Birleşen davada davalı yüklenici vekili; dava dilekçesi ile ileri sürülen "baskı ve boya hatasından doğan zarar" iddiasının kabul edilemeyeceğini, zira bu durumun TTK"nın madde 23 ve TBK madde 223. hükümlerine uygun şekilde usulünce ihbar edilmediğini süresi içinde yapılan bir ayıp ihbarı veya iade faturası bulunmadığını, müvekkili şirketin davacı firmadan baskı ve boya ücreti olarak ferileri hariç olmak üzere 186.520,24 TL alacağı olduğunu, bu bakımdan iadesi gerçekleştirilmeyen mallar bakımından hapis hakkını kullandıklarını savunarak davanın reddini savunmuştur.
Mahkemece yapılan yargılama sonucunda asıl davanın reddine, birleşen davanın kısmen kabul ve kısmen reddine karar verilmiş, verilen karar asıl davada davacı birleşen davada davalı yüklenici vekilince yasal süresi içerisinde temyiz edilmiştir.
6100 sayılı HMK"nın Hükmün Kapsamı başlıklı 297. maddesinin 2. bendi hükmüne göre; hükmün sonuç kısmında, gerekçeye ait herhangi bir söz tekrar edilmeksizin, taleplerden her biri hakkında verilen hükümle, taraflara yüklenen borç ve tanınan hakların, sıra numarası altında; açık, şüphe ve tereddüt uyandırmayacak şekilde gösterilmesi gerekli ve zorunludur. Asıl ve karşı dava birbirinden bağımsız davalar olup, her bir davanın ayrı ayrı değerlendirilmesinin yapılması zorunludur. İki ayrı uyuşmazlığın karşı dava olarak aynı dosya üzerinden çözüme kavuşturulması da, asıl ve karşı davanın bağımsız niteliklerinin ortadan kalkmasına neden olmaz.

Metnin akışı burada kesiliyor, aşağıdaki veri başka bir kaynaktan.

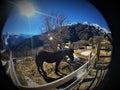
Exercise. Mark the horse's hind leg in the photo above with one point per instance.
(39, 70)
(42, 69)
(56, 68)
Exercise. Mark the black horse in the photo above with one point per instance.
(51, 57)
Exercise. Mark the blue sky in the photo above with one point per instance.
(74, 10)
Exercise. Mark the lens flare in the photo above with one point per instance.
(26, 8)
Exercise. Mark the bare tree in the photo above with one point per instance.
(54, 23)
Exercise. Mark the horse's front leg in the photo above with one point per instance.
(56, 68)
(39, 70)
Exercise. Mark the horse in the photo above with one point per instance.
(52, 57)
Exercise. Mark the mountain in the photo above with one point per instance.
(11, 39)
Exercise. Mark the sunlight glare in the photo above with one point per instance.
(26, 8)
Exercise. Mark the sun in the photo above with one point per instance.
(26, 8)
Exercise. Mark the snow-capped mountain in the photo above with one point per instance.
(12, 39)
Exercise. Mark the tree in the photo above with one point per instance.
(54, 23)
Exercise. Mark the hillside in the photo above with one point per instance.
(73, 32)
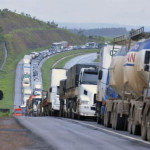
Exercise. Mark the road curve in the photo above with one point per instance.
(67, 134)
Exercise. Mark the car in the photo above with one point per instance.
(18, 112)
(35, 73)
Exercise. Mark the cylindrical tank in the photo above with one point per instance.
(135, 78)
(116, 71)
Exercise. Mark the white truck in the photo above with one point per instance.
(26, 84)
(27, 59)
(27, 91)
(37, 85)
(26, 69)
(52, 104)
(80, 92)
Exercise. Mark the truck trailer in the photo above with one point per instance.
(80, 91)
(129, 78)
(51, 105)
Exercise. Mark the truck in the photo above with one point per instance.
(32, 106)
(26, 69)
(51, 105)
(27, 59)
(25, 83)
(27, 92)
(37, 85)
(103, 89)
(80, 92)
(18, 112)
(26, 77)
(129, 78)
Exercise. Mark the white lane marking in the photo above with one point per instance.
(106, 130)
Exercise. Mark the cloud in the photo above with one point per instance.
(106, 11)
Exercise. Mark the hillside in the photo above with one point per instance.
(104, 32)
(23, 34)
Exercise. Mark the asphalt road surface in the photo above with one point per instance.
(88, 58)
(68, 134)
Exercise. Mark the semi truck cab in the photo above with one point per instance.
(87, 89)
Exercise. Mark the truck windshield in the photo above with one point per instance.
(18, 112)
(89, 78)
(58, 90)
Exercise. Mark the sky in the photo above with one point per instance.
(127, 12)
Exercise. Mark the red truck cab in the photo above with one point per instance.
(18, 112)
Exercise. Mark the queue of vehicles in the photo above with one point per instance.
(116, 91)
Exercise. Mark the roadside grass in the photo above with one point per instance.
(7, 78)
(97, 59)
(4, 114)
(52, 60)
(2, 53)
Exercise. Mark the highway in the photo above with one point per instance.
(68, 134)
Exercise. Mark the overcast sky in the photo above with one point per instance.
(128, 12)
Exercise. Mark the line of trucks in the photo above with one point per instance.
(116, 91)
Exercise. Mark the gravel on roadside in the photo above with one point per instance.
(15, 137)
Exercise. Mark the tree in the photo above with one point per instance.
(1, 35)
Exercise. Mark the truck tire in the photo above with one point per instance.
(144, 129)
(107, 117)
(98, 118)
(130, 126)
(135, 127)
(118, 121)
(148, 126)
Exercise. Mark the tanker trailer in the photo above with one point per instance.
(104, 91)
(136, 71)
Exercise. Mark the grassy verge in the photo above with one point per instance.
(49, 63)
(2, 53)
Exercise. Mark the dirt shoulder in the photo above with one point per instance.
(15, 137)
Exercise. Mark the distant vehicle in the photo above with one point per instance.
(52, 104)
(79, 97)
(32, 104)
(38, 93)
(18, 112)
(37, 85)
(26, 84)
(56, 47)
(27, 59)
(91, 45)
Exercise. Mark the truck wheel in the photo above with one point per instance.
(107, 119)
(148, 126)
(118, 121)
(135, 128)
(130, 127)
(98, 118)
(144, 129)
(73, 115)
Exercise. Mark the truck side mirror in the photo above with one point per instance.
(1, 95)
(147, 57)
(100, 75)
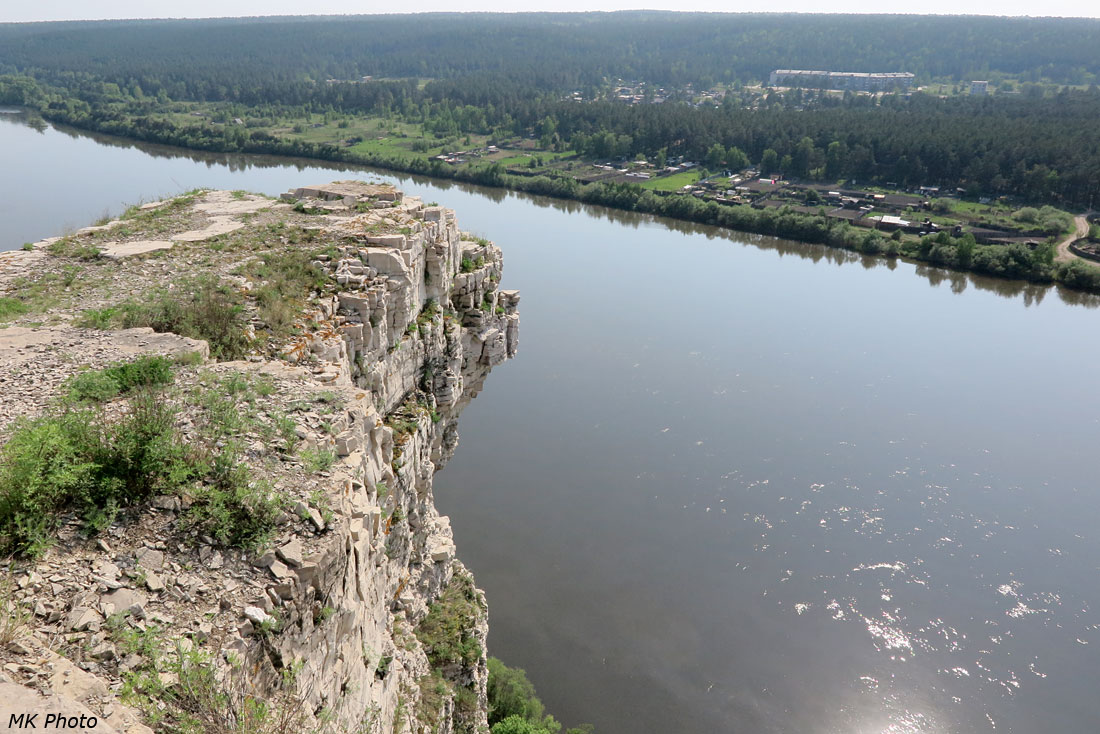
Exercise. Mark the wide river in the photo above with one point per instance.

Tüm bu açıklamalar ışığında somut olaya gelince; mahkemece yürütülen yargılama sırasında alınan 07.12.2015 tarihli bilirkişi raporu hükme esas alınarak davacı-karşı davalının davalı-karşı davacıya ödemesi gereken miktarın 265.261,72 TL olduğu ve bu miktardan davacı-karşı davalının alacak bakiyesi olan 159.144,87 TL mahsup edilerek asıl davanın reddine birleşen davanın 99.808,28 TL üzerinden kabulüne karar verilmiştir. Asıl davada talep edilen alacak ile birleşen davada talep edilen alacak kalemleri ayrı ayrı incelenip her bir talep hakkında ayrı ayrı hüküm kurulması gerekir iken davacı-karşı davalı alacağının,
davalı-karşı davacı alacağından mahsup edilmek suretiyle asıl davanın reddine, karşı davanın kısmen kabul ve kısmen reddine karar verilmesi doğru olmamış, hükmün bozulması gerekmiştir.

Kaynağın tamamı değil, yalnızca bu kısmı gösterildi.